Phase 3 -- Grep / Exact Search (Ctrl+F)
When to use: You need exact matches -- specific function names, class names, config keys, or error messages. Scope searches to files identified in previous phases.
The concept: Precise keyword or regex search across the filesystem. Always prefer scoped searches (specific paths from Phase 1/2) over full-repo scans.
grep_search "VectorDBOperations" \
./scripts/
rg "def query" ../../ --type py
rg "chroma_host" plugins/ -l
Phase 3 is sufficient when: You have the exact file and line containing what you need.
Architecture Reference
The diagrams below document the system this skill operates in:
Decision Tree
START: I need to find something in the codebase
|
v
[Phase 1] grep_search -- "what does X do?" across `.agent/learning/*_cache/`
|
+-- Summary found + sufficient? --> USE IT. Done.
|
+-- No summary / insufficient detail?
|
v
[Phase 2] vector-db:vector-db-search -- "find code for X"
|
+-- Chunks found + sufficient? --> USE THEM. Done.
|
+-- Need exact line / symbol?
|
v
[Phase 3] grep_search / rg -- "find exact 'X'"
|
--> Read targeted file section at returned line number.

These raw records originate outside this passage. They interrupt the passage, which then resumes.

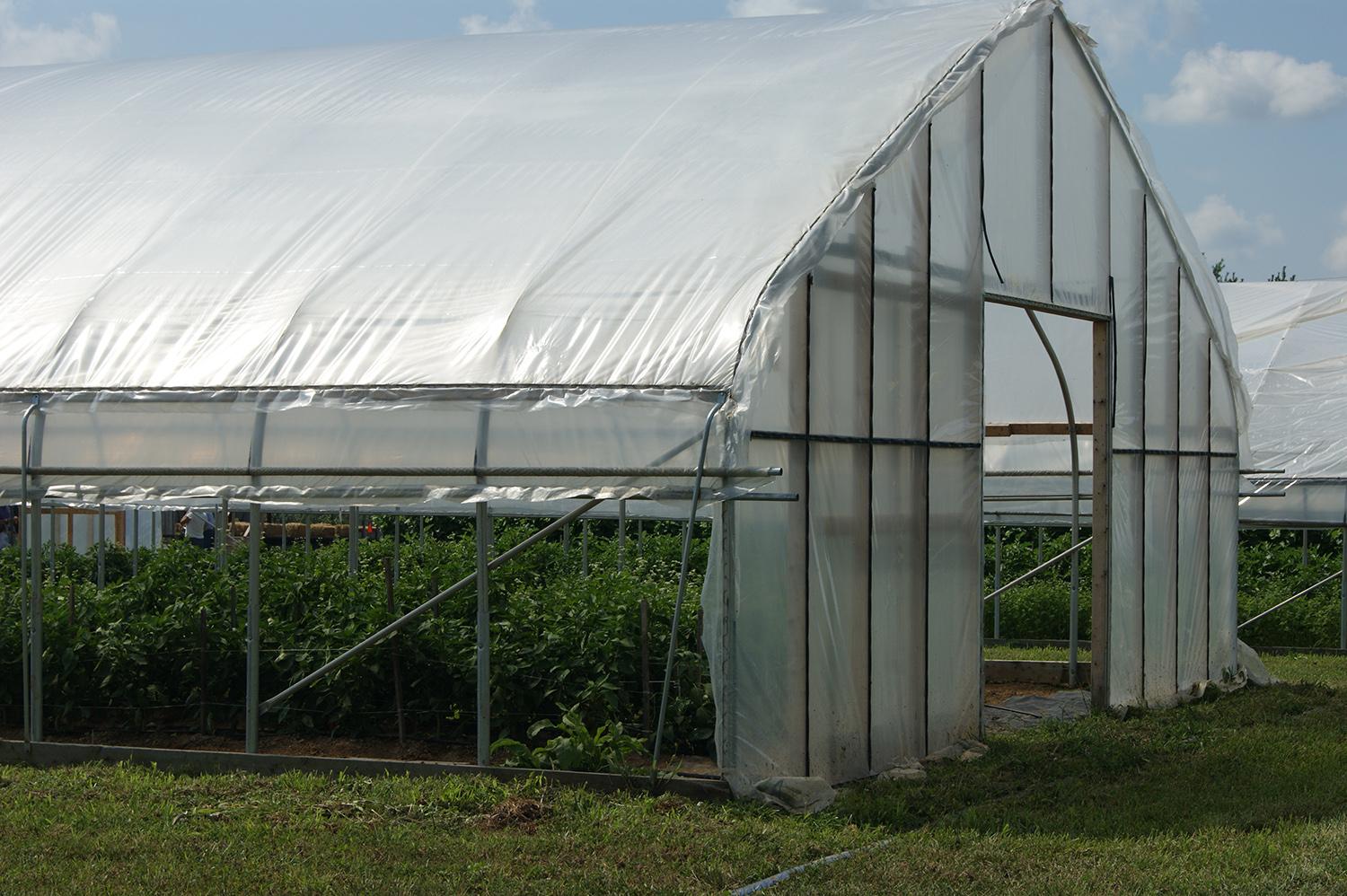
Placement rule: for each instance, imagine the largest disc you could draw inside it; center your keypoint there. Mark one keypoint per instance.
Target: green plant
(576, 748)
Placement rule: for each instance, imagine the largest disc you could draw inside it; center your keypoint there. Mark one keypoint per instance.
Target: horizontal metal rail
(1293, 597)
(411, 472)
(1039, 569)
(396, 626)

Anti-Patterns (Never Do These)
- NEVER skip Phase 1 to go directly to grep. The RLM prework exists precisely to avoid this.
- NEVER read an entire file cold to find something. Use Phase 1 summary first.
- NEVER run a full-repo grep without scoping to paths from Phase 1 or 2. It's expensive and noisy.
- NEVER assume the RLM cache is empty. Run
inventory.py --missing to check coverage before assuming a file is not indexed.